É necessário colmatar as disparidades regionais e socioeconómicas: a diferença do desempenho dos alunos dos estratos mais baixos por comparação com os dos mais elevados é de 100 pontos — o equivalente a quatro anos de escolaridade.
E agora?
Esta regressão significativa no desempenho dos alunos levanta questões importantes sobre os fatores subjacentes a esta tendência preocupante, que se observa desde 2015. É crucial examinar ao pormenor as variáveis que contribuem para a queda acentuada, a fim de desenvolver estratégias eficazes que a revertam.

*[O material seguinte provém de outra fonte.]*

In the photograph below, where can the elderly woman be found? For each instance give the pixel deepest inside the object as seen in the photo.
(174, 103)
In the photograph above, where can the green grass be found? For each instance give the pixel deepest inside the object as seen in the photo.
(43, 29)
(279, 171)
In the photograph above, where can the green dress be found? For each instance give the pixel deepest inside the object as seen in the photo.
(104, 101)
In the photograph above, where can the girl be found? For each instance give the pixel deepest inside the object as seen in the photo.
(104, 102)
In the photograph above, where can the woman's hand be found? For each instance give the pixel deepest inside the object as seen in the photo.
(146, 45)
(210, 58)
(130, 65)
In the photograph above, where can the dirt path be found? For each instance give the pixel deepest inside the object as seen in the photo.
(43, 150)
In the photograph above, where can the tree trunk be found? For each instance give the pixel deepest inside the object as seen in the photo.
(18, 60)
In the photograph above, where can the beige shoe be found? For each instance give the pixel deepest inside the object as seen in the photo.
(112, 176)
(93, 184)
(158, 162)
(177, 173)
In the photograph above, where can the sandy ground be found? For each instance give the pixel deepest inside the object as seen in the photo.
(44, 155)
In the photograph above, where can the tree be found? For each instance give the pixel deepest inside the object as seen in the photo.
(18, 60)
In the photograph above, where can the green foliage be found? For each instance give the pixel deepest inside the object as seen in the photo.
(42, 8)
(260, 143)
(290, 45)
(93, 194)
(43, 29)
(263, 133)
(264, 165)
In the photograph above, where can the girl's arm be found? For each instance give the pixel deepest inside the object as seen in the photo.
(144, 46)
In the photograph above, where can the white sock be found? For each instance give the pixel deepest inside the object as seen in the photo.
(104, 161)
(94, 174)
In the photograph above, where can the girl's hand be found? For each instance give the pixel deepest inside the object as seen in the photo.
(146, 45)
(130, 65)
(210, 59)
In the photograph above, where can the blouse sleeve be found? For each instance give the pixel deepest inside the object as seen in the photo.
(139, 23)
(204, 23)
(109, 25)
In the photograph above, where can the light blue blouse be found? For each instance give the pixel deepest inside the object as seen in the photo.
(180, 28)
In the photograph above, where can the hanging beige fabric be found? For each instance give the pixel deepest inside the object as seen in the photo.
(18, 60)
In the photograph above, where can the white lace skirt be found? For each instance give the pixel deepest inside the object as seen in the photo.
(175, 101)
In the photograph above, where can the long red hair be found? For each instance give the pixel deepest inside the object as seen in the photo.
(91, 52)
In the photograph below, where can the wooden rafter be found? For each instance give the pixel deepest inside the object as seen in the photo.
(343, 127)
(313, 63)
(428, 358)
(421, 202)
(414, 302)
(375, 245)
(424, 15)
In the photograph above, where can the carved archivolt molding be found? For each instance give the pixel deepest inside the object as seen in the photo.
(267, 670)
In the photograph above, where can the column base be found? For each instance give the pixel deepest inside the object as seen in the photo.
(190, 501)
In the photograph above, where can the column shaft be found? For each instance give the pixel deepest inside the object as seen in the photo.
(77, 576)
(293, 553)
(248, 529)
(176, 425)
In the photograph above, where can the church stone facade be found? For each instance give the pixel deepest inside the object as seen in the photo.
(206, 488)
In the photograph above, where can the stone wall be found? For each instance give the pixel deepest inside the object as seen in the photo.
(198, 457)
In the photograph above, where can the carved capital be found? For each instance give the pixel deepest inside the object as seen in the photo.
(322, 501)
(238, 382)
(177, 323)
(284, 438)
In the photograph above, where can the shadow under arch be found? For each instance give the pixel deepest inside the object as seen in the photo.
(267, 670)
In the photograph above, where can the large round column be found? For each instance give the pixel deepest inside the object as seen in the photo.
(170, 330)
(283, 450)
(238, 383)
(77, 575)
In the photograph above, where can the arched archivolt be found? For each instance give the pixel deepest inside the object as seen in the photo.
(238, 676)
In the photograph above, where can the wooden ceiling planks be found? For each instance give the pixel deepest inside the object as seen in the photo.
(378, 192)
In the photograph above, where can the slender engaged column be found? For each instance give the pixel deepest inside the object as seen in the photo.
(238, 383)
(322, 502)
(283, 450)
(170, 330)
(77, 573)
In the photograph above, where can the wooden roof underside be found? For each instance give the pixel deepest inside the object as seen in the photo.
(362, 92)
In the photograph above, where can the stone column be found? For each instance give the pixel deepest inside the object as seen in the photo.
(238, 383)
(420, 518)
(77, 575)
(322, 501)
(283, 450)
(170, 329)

O ponto de partida, certamente não o único, desta análise é explorar as condições específicas que acompanharam o encerramento das escolas em Portugal e as atividades de recuperação das aprendizagens. No entanto, é essencial compreender as evidências que nos chegam, de diversas fontes independentes, sobre o efeito das alterações recentes da política educativa.
Esta política encontra-se contaminada por um discurso traiçoeiro, que favorece a desvalorização e a eliminação da avaliação externa, diminuindo o peso dos exames na avaliação final. A isso aliou-se a substituição de metas de aprendizagem objetivas e mensuráveis por «aprendizagens essenciais» vagas e mínimas. Além disso, é necessário colmatar as disparidades regionais e socioeconómicas: a diferença do desempenho dos alunos dos estratos mais baixos por comparação com os dos mais elevados é de 100 pontos — o equivalente a quatro anos de escolaridade.
É ainda fundamental investigar as políticas educativas implementadas durante o período em questão e analisar como podem ter influenciado a aprendizagem dos alunos nos últimos oito anos. Tem ainda de se atentar na formação de professores, nos recursos educativos disponíveis e nos métodos de ensino. É imperativo alterar a organização das escolas, centradas na transição dos alunos, independentemente da aprendizagem que alcançaram.
Em suma, urge compreender os motivos e reverter os que explicam a queda significativa no desempenho de Portugal no PISA. Esta análise é essencial para aprimorar o sistema educativo e assegurar um futuro mais promissor para as gerações vindouras.